Paste the results in a message here.

If necessary use a text file and removable media to copy the results to a computer with internet access.


----------



## Upnorthinak (Jan 4, 2014)

I will have those screenshots in a few days. I am out of town for work and don't have my laptop but I was able to download xirrus before I left.
I ran the xirrus connectivity test. These were the results:

DNS reachable: pass
Gateway reachable: pass
DNS lookup: no IP address returned. FAIL: DNS lookup fail
Internet reachable: FAIL: NO IP available

I will have screenshots and more info shortly but do those above results help at all?!
Just a reminder the internet works on my phone but not laptop or iPod.
Thank you for any help!


----------



## DaveBurnett (Nov 11, 2002)

You need to give us the same screenshots from a computer that DOES have internet access as well.


----------



## Upnorthinak (Jan 4, 2014)

Here is a xirrus screenshot from my laptop (the one having issues). More creenshots to come tomorrow. Thank you!


----------



## TerryNet (Mar 23, 2005)

That variation in the signal strength is often an indication of wrong driver. Download and install the latest wireless driver from the laptop manufacturer's web site.
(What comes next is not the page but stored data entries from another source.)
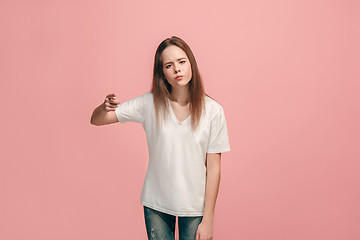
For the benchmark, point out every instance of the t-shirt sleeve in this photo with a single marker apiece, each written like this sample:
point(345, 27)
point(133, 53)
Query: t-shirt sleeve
point(132, 110)
point(219, 140)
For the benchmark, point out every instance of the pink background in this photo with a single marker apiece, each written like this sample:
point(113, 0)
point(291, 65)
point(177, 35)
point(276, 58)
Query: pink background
point(286, 73)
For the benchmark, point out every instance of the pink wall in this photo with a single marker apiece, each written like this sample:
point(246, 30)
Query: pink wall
point(284, 71)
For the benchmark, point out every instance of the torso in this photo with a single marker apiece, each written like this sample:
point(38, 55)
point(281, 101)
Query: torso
point(181, 112)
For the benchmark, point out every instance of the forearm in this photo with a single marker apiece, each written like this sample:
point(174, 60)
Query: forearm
point(212, 188)
point(99, 115)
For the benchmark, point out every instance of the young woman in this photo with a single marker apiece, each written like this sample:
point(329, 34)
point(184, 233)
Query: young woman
point(186, 133)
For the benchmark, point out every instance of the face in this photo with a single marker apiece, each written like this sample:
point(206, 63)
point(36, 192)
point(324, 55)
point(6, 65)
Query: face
point(176, 63)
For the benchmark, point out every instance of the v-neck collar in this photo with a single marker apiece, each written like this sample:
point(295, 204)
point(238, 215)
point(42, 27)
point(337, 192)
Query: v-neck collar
point(173, 116)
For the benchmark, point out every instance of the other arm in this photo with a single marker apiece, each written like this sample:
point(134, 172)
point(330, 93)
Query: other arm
point(212, 187)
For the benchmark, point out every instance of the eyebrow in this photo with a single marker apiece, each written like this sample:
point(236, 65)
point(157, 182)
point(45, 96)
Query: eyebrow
point(177, 59)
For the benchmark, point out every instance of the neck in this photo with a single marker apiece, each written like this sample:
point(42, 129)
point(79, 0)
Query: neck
point(181, 95)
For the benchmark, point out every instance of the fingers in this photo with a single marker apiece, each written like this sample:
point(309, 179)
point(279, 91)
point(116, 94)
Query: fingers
point(111, 102)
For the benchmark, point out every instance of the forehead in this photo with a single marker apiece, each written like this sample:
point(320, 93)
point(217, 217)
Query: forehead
point(172, 52)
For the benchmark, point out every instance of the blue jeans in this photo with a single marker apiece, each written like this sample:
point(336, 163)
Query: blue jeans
point(161, 226)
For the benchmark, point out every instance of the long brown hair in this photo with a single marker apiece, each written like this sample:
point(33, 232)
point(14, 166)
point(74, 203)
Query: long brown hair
point(161, 88)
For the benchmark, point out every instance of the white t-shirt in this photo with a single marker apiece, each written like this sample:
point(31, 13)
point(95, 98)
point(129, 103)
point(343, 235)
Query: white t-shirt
point(175, 180)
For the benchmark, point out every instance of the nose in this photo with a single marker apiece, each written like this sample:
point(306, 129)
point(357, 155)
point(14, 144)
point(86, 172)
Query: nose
point(176, 68)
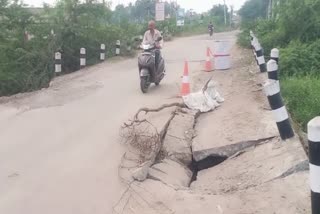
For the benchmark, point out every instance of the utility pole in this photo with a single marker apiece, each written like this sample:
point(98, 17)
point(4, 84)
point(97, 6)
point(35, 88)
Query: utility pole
point(225, 13)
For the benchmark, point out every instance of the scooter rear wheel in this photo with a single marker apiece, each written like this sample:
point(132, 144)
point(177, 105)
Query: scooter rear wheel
point(144, 84)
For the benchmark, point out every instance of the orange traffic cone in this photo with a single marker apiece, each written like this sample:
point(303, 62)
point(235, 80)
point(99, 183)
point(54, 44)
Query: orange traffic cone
point(185, 88)
point(208, 65)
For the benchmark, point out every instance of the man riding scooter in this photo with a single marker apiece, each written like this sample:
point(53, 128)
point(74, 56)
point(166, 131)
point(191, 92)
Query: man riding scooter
point(150, 62)
point(151, 36)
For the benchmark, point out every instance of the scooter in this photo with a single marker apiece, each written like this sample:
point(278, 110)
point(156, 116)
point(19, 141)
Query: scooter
point(148, 70)
point(210, 32)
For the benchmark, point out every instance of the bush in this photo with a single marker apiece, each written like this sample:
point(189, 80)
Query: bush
point(300, 59)
point(302, 96)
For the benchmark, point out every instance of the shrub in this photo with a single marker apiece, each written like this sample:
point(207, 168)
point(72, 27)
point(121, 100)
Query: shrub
point(302, 96)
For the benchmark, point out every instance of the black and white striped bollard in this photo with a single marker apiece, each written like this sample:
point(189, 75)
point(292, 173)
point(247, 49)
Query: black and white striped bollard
point(82, 57)
point(118, 46)
point(260, 58)
point(128, 47)
point(255, 43)
point(102, 52)
point(314, 163)
point(275, 55)
point(272, 90)
point(272, 68)
point(57, 62)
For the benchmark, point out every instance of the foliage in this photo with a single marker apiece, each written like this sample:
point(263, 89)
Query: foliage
point(301, 59)
point(295, 29)
point(27, 63)
point(253, 9)
point(302, 96)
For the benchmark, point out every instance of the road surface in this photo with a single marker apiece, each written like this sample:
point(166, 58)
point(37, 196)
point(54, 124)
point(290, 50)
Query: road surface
point(59, 147)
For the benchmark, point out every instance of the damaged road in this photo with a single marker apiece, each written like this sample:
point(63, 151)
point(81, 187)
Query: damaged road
point(228, 161)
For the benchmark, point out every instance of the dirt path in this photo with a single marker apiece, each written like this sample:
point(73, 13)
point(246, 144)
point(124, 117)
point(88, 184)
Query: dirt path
point(270, 176)
point(60, 151)
point(59, 148)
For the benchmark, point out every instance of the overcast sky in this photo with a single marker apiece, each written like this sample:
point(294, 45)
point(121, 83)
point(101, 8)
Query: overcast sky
point(197, 5)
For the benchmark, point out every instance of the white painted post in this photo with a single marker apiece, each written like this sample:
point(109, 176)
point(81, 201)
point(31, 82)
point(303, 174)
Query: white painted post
point(118, 45)
point(275, 55)
point(279, 111)
point(57, 58)
point(314, 163)
point(102, 52)
point(272, 68)
point(82, 57)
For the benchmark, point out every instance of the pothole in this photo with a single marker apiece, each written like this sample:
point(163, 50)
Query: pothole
point(219, 155)
point(208, 162)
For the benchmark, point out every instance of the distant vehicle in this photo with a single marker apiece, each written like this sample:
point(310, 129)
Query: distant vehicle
point(150, 71)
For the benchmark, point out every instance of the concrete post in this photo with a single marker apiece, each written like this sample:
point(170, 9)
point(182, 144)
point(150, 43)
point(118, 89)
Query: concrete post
point(118, 46)
point(275, 55)
point(129, 47)
point(102, 52)
point(57, 62)
point(260, 58)
point(272, 68)
point(314, 163)
point(272, 90)
point(82, 57)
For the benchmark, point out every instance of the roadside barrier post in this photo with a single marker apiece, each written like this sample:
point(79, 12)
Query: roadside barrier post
point(314, 163)
point(272, 68)
point(118, 45)
point(272, 90)
point(82, 57)
point(275, 55)
point(57, 62)
point(260, 58)
point(102, 52)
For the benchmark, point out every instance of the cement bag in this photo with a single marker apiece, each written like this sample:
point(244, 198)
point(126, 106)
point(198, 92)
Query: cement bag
point(204, 101)
point(213, 93)
point(198, 101)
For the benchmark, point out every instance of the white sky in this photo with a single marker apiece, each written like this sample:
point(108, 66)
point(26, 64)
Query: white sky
point(197, 5)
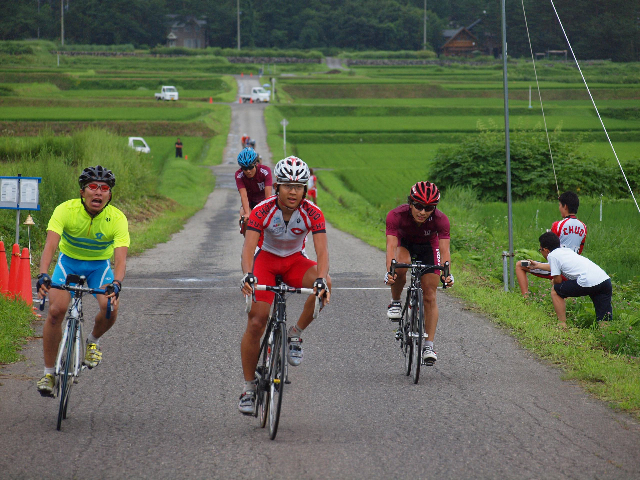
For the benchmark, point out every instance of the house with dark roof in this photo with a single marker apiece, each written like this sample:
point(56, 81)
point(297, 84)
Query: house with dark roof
point(187, 32)
point(464, 42)
point(459, 42)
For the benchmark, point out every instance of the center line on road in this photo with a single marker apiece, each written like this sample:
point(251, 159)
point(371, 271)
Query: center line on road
point(234, 288)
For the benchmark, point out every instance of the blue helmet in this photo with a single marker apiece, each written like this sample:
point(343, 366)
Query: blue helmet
point(247, 157)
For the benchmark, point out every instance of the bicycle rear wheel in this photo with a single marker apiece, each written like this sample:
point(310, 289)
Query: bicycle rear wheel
point(277, 377)
point(407, 344)
point(417, 333)
point(66, 373)
point(262, 392)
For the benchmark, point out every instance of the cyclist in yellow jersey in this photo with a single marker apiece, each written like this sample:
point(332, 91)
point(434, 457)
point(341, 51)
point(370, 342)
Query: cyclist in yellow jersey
point(88, 232)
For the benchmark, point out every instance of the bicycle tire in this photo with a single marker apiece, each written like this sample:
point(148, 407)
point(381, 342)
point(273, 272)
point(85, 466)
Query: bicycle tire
point(418, 333)
point(65, 377)
point(277, 377)
point(407, 344)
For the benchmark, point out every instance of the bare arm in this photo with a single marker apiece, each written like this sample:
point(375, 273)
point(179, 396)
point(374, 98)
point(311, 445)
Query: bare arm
point(50, 246)
point(251, 239)
point(120, 260)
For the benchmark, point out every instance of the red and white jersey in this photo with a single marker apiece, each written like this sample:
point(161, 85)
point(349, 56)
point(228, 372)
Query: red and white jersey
point(280, 238)
point(572, 233)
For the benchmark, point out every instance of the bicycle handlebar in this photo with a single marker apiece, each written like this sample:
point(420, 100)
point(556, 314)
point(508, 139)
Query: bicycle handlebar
point(80, 289)
point(282, 289)
point(424, 268)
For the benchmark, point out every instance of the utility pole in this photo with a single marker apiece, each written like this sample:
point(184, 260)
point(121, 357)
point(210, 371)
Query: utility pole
point(238, 24)
point(62, 22)
point(424, 39)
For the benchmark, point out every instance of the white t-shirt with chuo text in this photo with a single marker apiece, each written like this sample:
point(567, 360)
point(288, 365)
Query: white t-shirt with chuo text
point(564, 261)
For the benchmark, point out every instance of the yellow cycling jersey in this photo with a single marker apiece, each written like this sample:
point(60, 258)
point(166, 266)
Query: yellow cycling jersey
point(86, 238)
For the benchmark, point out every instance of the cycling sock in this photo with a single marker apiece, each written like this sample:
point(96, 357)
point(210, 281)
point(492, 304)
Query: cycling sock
point(295, 331)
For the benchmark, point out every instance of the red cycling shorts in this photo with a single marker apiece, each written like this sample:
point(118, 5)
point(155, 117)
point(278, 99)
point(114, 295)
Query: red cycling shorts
point(292, 268)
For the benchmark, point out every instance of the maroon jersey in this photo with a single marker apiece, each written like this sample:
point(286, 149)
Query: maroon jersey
point(255, 186)
point(400, 224)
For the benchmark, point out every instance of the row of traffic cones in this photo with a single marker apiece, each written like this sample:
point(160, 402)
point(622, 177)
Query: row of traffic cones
point(16, 283)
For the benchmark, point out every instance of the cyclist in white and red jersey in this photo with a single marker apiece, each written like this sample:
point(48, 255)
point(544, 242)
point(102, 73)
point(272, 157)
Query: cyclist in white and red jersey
point(274, 245)
point(418, 229)
point(571, 231)
point(253, 181)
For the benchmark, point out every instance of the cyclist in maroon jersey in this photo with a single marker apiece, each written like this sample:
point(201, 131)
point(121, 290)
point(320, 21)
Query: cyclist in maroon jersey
point(418, 229)
point(571, 231)
point(253, 181)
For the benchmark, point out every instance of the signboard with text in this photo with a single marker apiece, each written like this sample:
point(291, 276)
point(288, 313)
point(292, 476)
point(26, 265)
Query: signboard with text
point(20, 193)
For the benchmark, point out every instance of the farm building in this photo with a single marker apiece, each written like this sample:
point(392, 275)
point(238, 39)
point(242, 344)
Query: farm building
point(459, 42)
point(187, 32)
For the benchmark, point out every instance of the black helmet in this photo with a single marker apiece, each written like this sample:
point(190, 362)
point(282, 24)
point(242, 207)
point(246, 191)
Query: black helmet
point(97, 174)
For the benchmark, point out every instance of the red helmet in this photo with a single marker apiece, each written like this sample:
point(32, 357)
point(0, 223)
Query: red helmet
point(425, 192)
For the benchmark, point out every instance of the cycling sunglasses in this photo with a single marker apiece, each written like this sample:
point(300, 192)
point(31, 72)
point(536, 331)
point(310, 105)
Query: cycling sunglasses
point(94, 186)
point(420, 207)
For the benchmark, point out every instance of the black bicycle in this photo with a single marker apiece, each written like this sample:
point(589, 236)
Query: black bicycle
point(410, 333)
point(69, 361)
point(272, 370)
Could also be a defective adapter or router.


----------



## Upnorthinak (Jan 4, 2014)

I updated my driver, but the problem still exists. I have no problem connecting to other networks with my laptop, so I don't believe I have any defective hardware. Here is this:

Microsoft Windows [Version 6.1.7601]
Copyright (c) 2009 Microsoft Corporation. All rights reserved.

C:\Users\>IPCONFIG /ALL

Windows IP Configuration

Host Name . . . . . . . . . . . . : -PC
Primary Dns Suffix . . . . . . . :
Node Type . . . . . . . . . . . . : Hybrid
IP Routing Enabled. . . . . . . . : No
WINS Proxy Enabled. . . . . . . . : No

Wireless LAN adapter Wireless Network Connection:

Connection-specific DNS Suffix . :
Description . . . . . . . . . . . : Atheros AR9485 Wireless Network Adapter
Physical Address. . . . . . . . . : DC-85-DE-1B-FD-7F
DHCP Enabled. . . . . . . . . . . : Yes
Autoconfiguration Enabled . . . . : Yes
Link-local IPv6 Address . . . . . : fe80::c54f:3baf:8fcf:4dac%12(Preferred)
IPv4 Address. . . . . . . . . . . : 192.168.1.145(Preferred)
Subnet Mask . . . . . . . . . . . : 255.255.255.0
Lease Obtained. . . . . . . . . . : Monday, January 13, 2014 4:50:54 PM
Lease Expires . . . . . . . . . . : Monday, January 20, 2014 4:54:02 PM
Default Gateway . . . . . . . . . : 192.168.1.1
DHCP Server . . . . . . . . . . . : 192.168.1.1
DHCPv6 IAID . . . . . . . . . . . : 316442078
DHCPv6 Client DUID. . . . . . . . : 00-01-00-01-17-8A-F6-C3-30-85-A9-0C-EC-F9

DNS Servers . . . . . . . . . . . : 192.168.1.1
NetBIOS over Tcpip. . . . . . . . : Enabled

Ethernet adapter Local Area Connection:

Media State . . . . . . . . . . . : Media disconnected
Connection-specific DNS Suffix . :
Description . . . . . . . . . . . : Realtek PCIe GBE Family Controller
Physical Address. . . . . . . . . : 30-85-A9-0C-EC-F9
DHCP Enabled. . . . . . . . . . . : Yes
Autoconfiguration Enabled . . . . : Yes

Tunnel adapter Teredo Tunneling Pseudo-Interface:

Media State . . . . . . . . . . . : Media disconnected
Connection-specific DNS Suffix . :
Description . . . . . . . . . . . : Teredo Tunneling Pseudo-Interface
Physical Address. . . . . . . . . : 00-00-00-00-00-00-00-E0
DHCP Enabled. . . . . . . . . . . : No
Autoconfiguration Enabled . . . . : Yes

Tunnel adapter isatap.{E4890EDF-9FAC-452D-9D32-D093939A27C8}:

Media State . . . . . . . . . . . : Media disconnected
Connection-specific DNS Suffix . :
Description . . . . . . . . . . . : Microsoft ISATAP Adapter
Physical Address. . . . . . . . . : 00-00-00-00-00-00-00-E0
DHCP Enabled. . . . . . . . . . . : No
Autoconfiguration Enabled . . . . : Yes

Tunnel adapter isatap.{3F5018D3-6EE4-474D-85A3-20588D8B5C06}:

Media State . . . . . . . . . . . : Media disconnected
Connection-specific DNS Suffix . :
Description . . . . . . . . . . . : Microsoft ISATAP Adapter #2
Physical Address. . . . . . . . . : 00-00-00-00-00-00-00-E0
DHCP Enabled. . . . . . . . . . . : No
Autoconfiguration Enabled . . . . : Yes

Thanks again for the quick responses and help


----------



## TerryNet (Mar 23, 2005)

You're welcome.  And good luck with the issue.


----------



## Upnorthinak (Jan 4, 2014)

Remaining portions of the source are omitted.